Unser Interesse war es, mit der Einbettung des Innovationszentrums eine Klärung der „städtebaulichen“ Situation des Industriegeländes in Verbindung mit der Topografie und den Verkehrstrassen zu erreichen.
Die Eingangsfassade des Schulungsgebäudes bildet das Gegenüber zum historischen Bahnhof. 
Welche Einflüsse hatte der Kontext auf Ihren Entwurf?
Das Umfeld ist sehr heterogen. Neben dem schmalen und langen Baugrundstück findet man das Industriegelände des Auftraggebers, eine Bundesstrasse und den alten Ludwig-Donau-Main-Kanal, der zusammen mit dem historischen Bahnhof ein Zeichen der frühen Industrialisierung der Region ist.
Mit dem Eingriff wurde daher eine Ordnung der Umgebung angestrebt. Dabei bildet der Bahnhof mit seiner Gleistrasse den Kristallisationspunkt des Geländes. Mit der Vorgehensweise der Modifikation wurden die bestehenden Strukturen in ein neues Ensemble übergeführt: der ehemalige Bahnsteig ist nun die zentrale Eingangsplattform zu den Gebäuden und die ehemalige Gleistrasse bildet den Zugang zum Gelände.

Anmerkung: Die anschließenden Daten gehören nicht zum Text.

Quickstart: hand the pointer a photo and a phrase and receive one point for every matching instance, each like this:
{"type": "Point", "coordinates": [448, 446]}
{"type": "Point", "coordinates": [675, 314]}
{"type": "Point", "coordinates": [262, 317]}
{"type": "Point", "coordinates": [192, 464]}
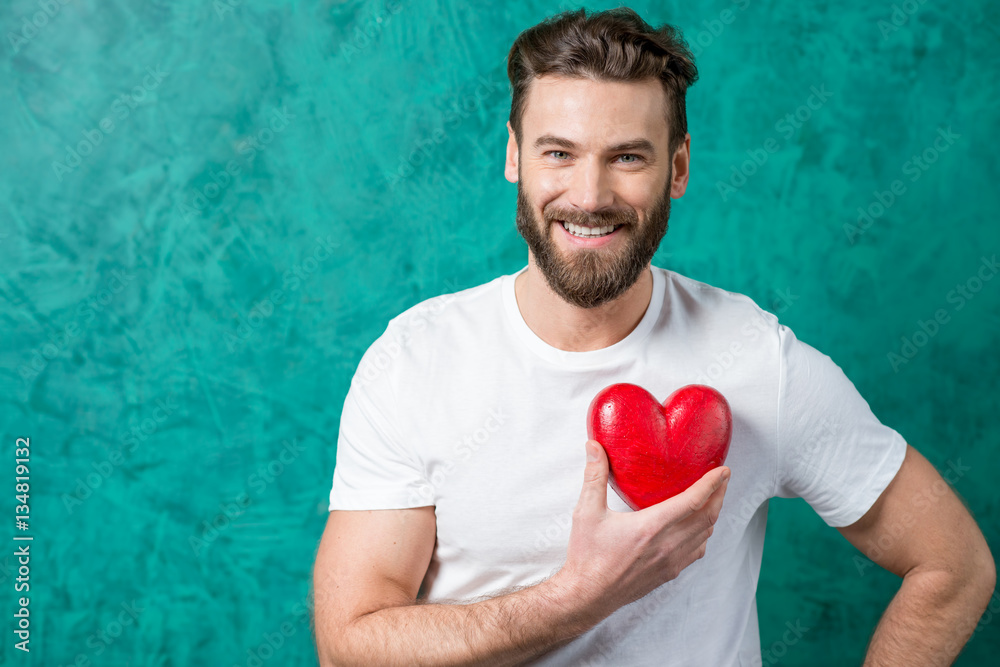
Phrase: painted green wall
{"type": "Point", "coordinates": [170, 329]}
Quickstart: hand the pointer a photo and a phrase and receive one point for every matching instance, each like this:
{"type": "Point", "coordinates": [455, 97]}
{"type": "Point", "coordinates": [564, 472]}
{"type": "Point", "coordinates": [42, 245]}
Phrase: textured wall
{"type": "Point", "coordinates": [209, 210]}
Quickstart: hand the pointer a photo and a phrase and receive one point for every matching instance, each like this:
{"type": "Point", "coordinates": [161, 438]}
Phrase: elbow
{"type": "Point", "coordinates": [986, 575]}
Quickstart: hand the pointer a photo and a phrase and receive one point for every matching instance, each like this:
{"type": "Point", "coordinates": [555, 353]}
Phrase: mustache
{"type": "Point", "coordinates": [615, 217]}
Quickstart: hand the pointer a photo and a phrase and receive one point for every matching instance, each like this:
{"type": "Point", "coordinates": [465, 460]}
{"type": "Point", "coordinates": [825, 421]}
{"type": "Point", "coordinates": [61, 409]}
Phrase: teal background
{"type": "Point", "coordinates": [134, 295]}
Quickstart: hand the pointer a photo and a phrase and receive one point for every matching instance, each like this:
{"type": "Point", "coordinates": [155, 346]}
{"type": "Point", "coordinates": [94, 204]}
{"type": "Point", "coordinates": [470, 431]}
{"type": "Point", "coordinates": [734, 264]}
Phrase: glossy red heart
{"type": "Point", "coordinates": [656, 451]}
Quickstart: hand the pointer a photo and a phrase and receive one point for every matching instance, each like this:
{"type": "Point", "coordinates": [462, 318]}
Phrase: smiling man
{"type": "Point", "coordinates": [465, 526]}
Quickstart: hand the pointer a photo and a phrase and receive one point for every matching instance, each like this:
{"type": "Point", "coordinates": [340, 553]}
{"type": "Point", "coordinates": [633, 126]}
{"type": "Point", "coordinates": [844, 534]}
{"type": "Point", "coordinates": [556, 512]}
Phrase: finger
{"type": "Point", "coordinates": [694, 498]}
{"type": "Point", "coordinates": [594, 494]}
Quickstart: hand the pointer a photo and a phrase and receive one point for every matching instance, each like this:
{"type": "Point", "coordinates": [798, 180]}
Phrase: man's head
{"type": "Point", "coordinates": [598, 138]}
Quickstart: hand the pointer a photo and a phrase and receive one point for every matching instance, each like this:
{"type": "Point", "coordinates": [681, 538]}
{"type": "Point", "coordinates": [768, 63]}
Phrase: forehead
{"type": "Point", "coordinates": [585, 110]}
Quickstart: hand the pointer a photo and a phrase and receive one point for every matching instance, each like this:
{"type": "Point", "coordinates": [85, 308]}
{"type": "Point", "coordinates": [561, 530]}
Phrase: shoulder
{"type": "Point", "coordinates": [439, 322]}
{"type": "Point", "coordinates": [710, 306]}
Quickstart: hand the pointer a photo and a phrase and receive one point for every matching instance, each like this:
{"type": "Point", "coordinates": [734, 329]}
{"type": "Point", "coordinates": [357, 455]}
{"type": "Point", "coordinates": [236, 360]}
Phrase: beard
{"type": "Point", "coordinates": [590, 277]}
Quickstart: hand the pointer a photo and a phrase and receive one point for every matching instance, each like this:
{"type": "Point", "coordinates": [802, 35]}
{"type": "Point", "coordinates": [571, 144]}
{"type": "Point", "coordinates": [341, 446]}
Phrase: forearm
{"type": "Point", "coordinates": [928, 621]}
{"type": "Point", "coordinates": [503, 630]}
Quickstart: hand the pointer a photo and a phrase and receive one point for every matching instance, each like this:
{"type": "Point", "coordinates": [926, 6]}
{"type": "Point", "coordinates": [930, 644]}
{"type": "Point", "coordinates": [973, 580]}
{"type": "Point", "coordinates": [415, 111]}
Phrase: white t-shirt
{"type": "Point", "coordinates": [458, 404]}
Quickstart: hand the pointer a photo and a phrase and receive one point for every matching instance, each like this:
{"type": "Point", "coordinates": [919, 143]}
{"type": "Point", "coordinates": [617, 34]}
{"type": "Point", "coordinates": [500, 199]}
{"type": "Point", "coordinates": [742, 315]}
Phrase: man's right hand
{"type": "Point", "coordinates": [614, 558]}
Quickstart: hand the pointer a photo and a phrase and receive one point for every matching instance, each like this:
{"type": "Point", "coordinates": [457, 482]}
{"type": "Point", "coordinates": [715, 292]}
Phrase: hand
{"type": "Point", "coordinates": [615, 558]}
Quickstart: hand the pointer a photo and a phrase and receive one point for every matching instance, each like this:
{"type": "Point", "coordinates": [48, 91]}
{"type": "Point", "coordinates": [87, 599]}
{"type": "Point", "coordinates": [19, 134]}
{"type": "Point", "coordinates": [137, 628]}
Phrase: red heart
{"type": "Point", "coordinates": [656, 451]}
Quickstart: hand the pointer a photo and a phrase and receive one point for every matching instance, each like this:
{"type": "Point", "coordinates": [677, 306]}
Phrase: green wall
{"type": "Point", "coordinates": [182, 306]}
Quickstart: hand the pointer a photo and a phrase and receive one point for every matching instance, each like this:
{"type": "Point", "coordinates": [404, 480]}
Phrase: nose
{"type": "Point", "coordinates": [590, 186]}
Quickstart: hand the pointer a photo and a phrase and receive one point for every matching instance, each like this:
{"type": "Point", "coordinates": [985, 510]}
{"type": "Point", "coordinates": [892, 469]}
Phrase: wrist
{"type": "Point", "coordinates": [580, 607]}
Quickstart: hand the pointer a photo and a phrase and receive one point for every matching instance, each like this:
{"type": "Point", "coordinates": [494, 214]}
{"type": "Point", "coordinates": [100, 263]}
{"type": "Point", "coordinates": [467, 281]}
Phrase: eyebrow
{"type": "Point", "coordinates": [631, 145]}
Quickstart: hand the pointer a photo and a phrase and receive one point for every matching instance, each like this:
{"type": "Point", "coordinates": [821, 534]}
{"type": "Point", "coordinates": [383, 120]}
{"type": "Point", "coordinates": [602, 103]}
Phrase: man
{"type": "Point", "coordinates": [458, 532]}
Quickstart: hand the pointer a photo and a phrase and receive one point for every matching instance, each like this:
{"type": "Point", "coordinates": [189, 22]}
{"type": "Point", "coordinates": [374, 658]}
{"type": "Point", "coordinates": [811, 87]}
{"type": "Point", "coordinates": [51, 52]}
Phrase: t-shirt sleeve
{"type": "Point", "coordinates": [832, 450]}
{"type": "Point", "coordinates": [376, 467]}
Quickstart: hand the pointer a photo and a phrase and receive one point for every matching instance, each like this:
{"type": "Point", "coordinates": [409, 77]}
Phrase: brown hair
{"type": "Point", "coordinates": [613, 45]}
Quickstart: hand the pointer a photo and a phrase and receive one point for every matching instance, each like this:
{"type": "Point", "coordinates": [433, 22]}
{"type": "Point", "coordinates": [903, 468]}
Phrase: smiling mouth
{"type": "Point", "coordinates": [588, 232]}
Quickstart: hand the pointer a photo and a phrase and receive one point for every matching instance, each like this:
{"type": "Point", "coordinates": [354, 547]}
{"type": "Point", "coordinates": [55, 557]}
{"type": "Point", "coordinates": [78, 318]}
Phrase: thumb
{"type": "Point", "coordinates": [594, 494]}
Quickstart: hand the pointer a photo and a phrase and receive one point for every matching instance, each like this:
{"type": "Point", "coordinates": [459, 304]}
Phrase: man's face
{"type": "Point", "coordinates": [593, 154]}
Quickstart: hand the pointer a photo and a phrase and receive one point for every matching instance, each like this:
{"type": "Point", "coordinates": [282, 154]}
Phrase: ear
{"type": "Point", "coordinates": [510, 167]}
{"type": "Point", "coordinates": [682, 168]}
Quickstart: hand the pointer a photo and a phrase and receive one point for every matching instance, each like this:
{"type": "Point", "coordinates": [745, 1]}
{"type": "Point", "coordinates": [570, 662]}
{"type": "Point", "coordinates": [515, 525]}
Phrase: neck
{"type": "Point", "coordinates": [573, 329]}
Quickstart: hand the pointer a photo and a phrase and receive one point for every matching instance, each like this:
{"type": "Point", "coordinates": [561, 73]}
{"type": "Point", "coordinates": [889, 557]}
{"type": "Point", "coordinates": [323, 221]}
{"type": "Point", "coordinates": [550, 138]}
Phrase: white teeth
{"type": "Point", "coordinates": [587, 232]}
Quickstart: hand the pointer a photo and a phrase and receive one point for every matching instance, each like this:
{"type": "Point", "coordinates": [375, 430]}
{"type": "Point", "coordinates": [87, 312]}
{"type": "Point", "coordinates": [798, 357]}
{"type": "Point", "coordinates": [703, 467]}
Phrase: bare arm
{"type": "Point", "coordinates": [370, 564]}
{"type": "Point", "coordinates": [920, 530]}
{"type": "Point", "coordinates": [365, 611]}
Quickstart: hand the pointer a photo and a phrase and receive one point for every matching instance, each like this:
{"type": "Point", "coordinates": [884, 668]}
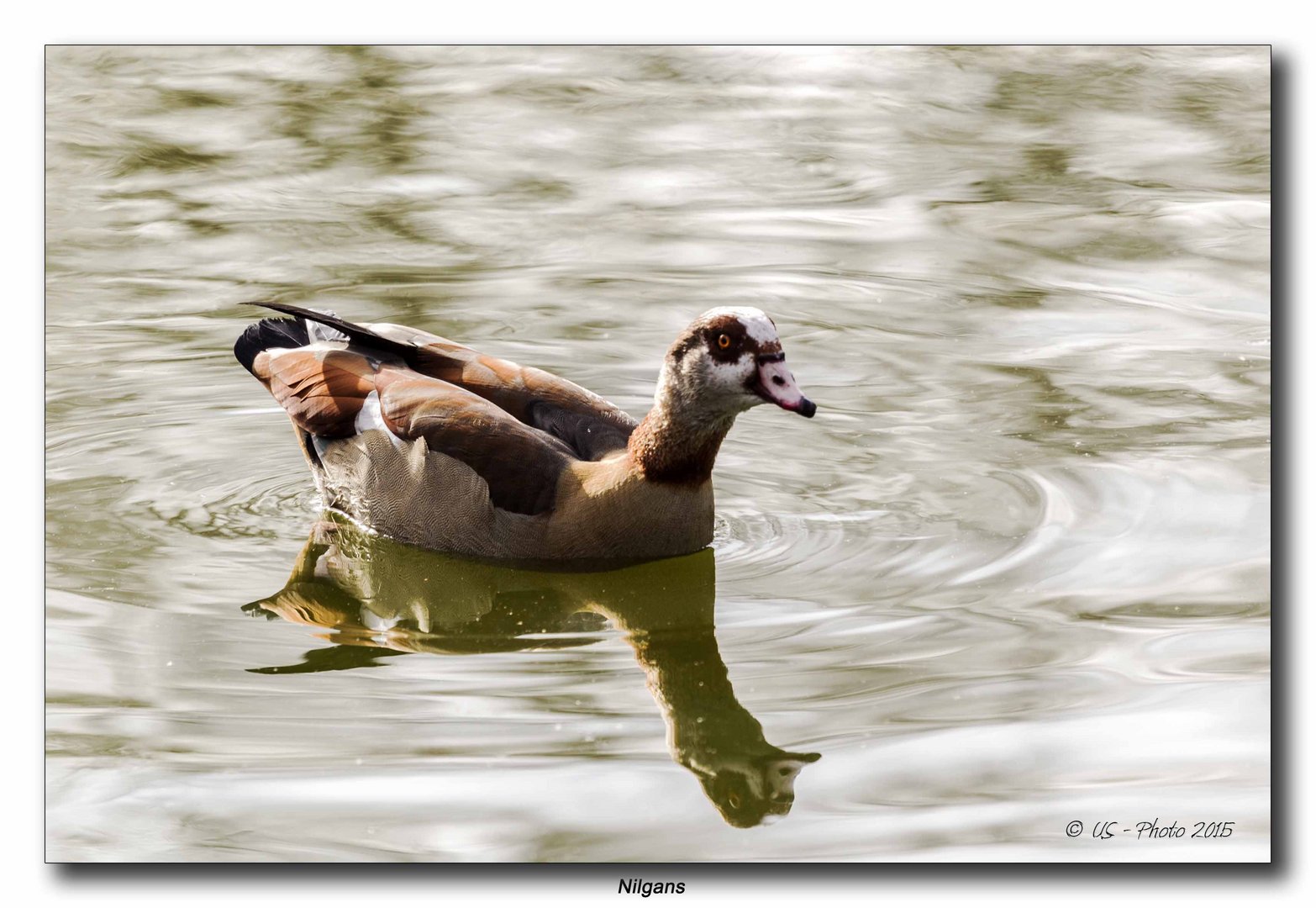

In der Schulungsebene entsteht eine kreuzförmige Verbindung zwischen horizontalem Raumfluss und vertikaler Entwicklung der Innenräume. 
Wie kam es zur Form des Gebäudes?
Das Gebäude folgt keiner vorhandenen Typologie, sondern ist sehr stark durch die örtlichen Gegebenheiten definiert. Es ähnelt einem Strangpressprofil, das sich mit seiner Länge an die Plattform und damit an die Ausdehnung der historischen Gebäude anpasst. In Querrichtung ist es aufgrund des vorhandenen Geländeverlaufs treppenartig abgestuft. Mit diesen beiden Parametern ist das Gebäude bereits im Wesentlichen definiert. Von außen erkennt man drei gleich hohe Stufen, die unterschiedliche Räume und Funktionen enthalten. In der obersten Stufe befindet sich der Empfangsbereich, in der Mittleren die Schulungsräume mit den großen Raumhöhen und die Unterste nimmt den Innenhof auf. Die Abtreppung ist auch im Inneren erlebbar, da es ein Raumkontinuum vom oberen zum unteren Niveau gibt. Äußeres Abbild dieses inneren Zusammenhangs ist die Verzahnung in der Fertigteilstruktur der Giebelfassaden.
Im ehemaligen Bahnhof befinden sich die Gasträume. Boden, Wandverkleidung und Möbel sind aus demselben Material gefertigt.  
Welches architektonische Thema war Ihnen besonders wichtig?
Wir denken, dass die Umformung der ehemaligen Bahnsteigsituation zur zentralen Plattform des Geländes der entscheidende Eingriff ist. Das bauliche Element ist dabei die Betonplatte der Plattform, die sich nach der Sockelhöhe und den Abmessungen der Bestandsgebäude richtet und die drei Gebäude zusammenbindet.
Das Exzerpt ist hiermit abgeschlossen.